Poland’s immigrants go against the flow
The troubles in the eurozone periphery are reversing the flow of migrants in Europe. If Poland was known just a few years ago for huge outflows of workers, now Spaniards, Portuguese and Italians are being tempted east.
“My home is here now – I think of Portugal mainly in terms of eventually retiring by the sea,” says Hugo Varzielas, 33, a native of Portugal now working as a business analyst for HP’s Global Business outsourcing centre in the western Polish city of Wroclaw.

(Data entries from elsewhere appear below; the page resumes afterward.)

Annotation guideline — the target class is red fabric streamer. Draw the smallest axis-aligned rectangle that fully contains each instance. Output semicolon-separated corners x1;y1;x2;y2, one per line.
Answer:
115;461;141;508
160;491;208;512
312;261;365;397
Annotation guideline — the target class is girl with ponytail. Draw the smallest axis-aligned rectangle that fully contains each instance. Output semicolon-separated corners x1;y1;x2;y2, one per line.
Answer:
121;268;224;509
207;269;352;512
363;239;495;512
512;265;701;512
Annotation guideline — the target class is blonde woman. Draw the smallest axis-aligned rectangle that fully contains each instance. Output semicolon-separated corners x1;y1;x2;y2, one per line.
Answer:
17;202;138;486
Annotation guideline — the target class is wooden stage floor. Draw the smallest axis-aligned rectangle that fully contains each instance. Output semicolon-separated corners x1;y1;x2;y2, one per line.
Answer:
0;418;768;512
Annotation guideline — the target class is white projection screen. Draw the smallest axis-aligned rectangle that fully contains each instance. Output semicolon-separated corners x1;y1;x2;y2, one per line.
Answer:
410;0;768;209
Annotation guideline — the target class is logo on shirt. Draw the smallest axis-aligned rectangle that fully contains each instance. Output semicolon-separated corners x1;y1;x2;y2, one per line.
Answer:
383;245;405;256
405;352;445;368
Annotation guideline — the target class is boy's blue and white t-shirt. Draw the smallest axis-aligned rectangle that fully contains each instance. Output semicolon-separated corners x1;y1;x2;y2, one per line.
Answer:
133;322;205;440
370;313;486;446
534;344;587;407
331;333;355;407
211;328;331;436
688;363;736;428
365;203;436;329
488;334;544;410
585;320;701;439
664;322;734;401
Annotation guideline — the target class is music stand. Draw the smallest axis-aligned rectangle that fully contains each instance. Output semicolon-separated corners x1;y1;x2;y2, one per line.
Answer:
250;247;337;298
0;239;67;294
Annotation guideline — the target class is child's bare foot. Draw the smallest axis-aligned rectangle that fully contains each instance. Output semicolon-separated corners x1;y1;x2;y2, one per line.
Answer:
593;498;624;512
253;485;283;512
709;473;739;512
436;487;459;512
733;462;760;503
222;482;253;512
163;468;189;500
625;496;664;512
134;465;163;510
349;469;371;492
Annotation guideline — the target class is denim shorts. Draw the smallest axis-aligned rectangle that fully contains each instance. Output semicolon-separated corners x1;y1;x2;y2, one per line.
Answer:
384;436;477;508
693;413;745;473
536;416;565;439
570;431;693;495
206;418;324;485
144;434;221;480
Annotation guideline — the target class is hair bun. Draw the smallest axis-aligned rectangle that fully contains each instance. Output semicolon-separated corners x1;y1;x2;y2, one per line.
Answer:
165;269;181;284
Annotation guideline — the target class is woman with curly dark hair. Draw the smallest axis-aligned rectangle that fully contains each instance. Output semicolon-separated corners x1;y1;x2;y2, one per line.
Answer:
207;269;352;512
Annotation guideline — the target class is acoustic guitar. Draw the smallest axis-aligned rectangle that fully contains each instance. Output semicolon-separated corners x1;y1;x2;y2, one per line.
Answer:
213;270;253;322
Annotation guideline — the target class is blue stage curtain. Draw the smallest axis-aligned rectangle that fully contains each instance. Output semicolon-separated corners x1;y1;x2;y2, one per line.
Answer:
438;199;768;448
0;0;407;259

Mr Varzielas is not alone. As many as 10 per cent of the 100,000 people now working in the outsourcing sector are foreign nationals, according to Jacek Levernes, head of the association of Business Leaders in Poland, a lobby group representing the fast-growing sector. Poland’s outsourcing industry is expected to expand by about 20 per cent this year.
The reason they are coming is Poland’s relatively strong economy. It was the only EU member to dodge recession in 2009. Now, despite a sharp slowdown, the economy is still eking out growth of about 2 per cent, far better than in the troubled fringes of the eurozone.
Quand on a officialisé l’existence de l’Union Européenne, on craignait de voir des plombier polonais aller travailler en Espagne, voulant ainsi des emplois aux locaux. Qui aurait cru, quelques année plus tard, que ce serait les Espagnols qui iraient travailler en Pologne.
Une petite leçon au NPD qui voir derrière chaque étranger un « voleur de job ».